Prioritising for Impact
The full impact of the US tariffs will take time to unfold–and so will the most effective response. Not every solution will make sense for every business, especially as levels of US exposure, supply chain maturity, and internal capabilities vary widely.
Retailers should start by mapping where tariffs will bite hardest: product lines with high US volume, tight margins, or tariff-sensitive inputs. From there, quick wins often come from improving visibility (e.g., tariff classification and pricing simulations) and building responsiveness into sourcing and inventory planning.
Importantly, many of these technologies can be tested in ways that integrate with core, existing systems–without requiring a major tech overhaul. The priority is less about tech for tech’s sake–and more about targeting operational pain points where faster decisions or smarter trade-offs can meaningfully protect margin from day one.
Looking Ahead: From Response to Readiness
With US trade policy becoming increasingly unpredictable–underscored by recent tariff reversals and the potential for further regulatory shifts–agility is no longer optional. Retailers who build flexibility into their operations now will be best positioned to adapt to whatever comes next.
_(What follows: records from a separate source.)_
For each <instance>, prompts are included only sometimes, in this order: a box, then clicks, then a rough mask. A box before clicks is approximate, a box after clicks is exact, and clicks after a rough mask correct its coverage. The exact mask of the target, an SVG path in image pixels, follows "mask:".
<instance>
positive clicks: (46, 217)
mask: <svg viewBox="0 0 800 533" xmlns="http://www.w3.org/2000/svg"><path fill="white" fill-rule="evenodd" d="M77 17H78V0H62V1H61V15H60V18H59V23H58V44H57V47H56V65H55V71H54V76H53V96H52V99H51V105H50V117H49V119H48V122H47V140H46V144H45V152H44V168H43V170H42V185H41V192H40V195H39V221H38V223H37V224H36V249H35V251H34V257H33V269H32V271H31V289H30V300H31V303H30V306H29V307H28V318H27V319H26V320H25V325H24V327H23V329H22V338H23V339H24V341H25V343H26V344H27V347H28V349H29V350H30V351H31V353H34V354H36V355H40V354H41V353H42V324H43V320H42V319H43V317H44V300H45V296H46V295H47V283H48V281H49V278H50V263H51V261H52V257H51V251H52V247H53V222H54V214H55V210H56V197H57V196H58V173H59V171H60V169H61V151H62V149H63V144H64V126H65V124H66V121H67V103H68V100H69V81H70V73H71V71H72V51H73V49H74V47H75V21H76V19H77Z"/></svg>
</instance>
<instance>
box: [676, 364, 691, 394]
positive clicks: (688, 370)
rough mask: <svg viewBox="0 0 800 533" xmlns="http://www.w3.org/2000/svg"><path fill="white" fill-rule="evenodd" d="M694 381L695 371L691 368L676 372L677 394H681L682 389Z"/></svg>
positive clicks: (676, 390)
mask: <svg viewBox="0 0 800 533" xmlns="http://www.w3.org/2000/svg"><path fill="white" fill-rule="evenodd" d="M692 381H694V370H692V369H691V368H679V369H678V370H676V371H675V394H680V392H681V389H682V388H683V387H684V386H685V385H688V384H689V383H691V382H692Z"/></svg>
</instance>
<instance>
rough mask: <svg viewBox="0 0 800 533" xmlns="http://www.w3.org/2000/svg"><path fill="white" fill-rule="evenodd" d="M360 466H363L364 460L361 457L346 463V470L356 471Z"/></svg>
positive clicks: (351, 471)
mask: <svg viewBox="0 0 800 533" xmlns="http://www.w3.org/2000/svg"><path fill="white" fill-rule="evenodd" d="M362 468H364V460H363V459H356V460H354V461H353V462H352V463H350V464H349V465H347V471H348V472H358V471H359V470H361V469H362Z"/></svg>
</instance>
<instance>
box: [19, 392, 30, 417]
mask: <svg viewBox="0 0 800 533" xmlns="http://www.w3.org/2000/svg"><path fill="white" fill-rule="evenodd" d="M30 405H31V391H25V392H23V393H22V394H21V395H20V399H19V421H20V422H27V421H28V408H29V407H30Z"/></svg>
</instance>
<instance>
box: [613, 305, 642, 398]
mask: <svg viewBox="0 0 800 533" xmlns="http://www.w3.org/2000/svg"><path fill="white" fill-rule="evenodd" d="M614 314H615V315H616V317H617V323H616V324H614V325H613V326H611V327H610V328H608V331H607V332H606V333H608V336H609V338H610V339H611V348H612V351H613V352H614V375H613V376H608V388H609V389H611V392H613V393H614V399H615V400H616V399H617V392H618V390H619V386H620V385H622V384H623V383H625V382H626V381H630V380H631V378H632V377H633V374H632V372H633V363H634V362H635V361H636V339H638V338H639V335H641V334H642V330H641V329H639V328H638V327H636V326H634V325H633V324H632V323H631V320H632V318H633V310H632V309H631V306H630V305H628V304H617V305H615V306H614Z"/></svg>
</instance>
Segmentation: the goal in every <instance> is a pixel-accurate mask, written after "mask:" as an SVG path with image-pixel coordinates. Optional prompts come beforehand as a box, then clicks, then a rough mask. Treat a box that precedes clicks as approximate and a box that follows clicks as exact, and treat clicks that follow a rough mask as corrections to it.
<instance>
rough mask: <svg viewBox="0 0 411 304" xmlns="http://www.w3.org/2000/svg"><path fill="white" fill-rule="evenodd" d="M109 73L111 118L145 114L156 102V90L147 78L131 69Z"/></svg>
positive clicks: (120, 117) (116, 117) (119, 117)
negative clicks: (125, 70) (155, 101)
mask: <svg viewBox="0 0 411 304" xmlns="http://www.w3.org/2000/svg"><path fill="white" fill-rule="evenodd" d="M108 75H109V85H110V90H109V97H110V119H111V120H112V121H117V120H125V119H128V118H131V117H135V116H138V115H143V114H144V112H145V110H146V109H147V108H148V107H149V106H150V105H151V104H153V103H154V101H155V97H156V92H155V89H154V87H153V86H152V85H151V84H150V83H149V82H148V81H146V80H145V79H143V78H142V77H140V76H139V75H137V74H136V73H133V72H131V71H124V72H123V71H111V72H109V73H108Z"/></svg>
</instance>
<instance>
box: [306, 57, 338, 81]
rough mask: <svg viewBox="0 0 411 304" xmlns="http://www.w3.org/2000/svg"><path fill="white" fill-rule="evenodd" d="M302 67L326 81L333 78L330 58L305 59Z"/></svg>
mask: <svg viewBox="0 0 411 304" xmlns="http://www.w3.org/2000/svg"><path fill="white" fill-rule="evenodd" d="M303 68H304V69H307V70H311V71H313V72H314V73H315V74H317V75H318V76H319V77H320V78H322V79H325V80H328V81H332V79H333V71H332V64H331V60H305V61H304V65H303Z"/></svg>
These tools don’t just help retailers weather short-term disruption–they lay the foundation for more adaptive, insight-led decision-making.
Tariffs are just one pressure in a broader shift: toward a more fragmented, compliance-heavy global trade environment where agility and traceability are becoming non-negotiable. Retailers will need to demonstrate product origin, ESG credentials, and regulatory compliance–not just to clear customs, but to unlock exemptions, build trust, and future-proof access to key markets.
Platforms like Watr, which use blockchain infrastructure to create decentralised, verifiable product records, point to what this next chapter might look like—enabling traceability from source to shelf and helping retailers respond to regulatory demands with greater confidence and speed.
For UK retailers, this may also mean rethinking their broader US approach. Some may find that direct-to-consumer models offer better economics than wholesale under the new tariff regime. Others may look to US-based production partnerships that combine British design with domestic fulfilment.
Technology won’t erase the challenge, but it offers the visibility, control and strategic agility to respond on your own terms. And in today’s environment, that’s a decisive advantage.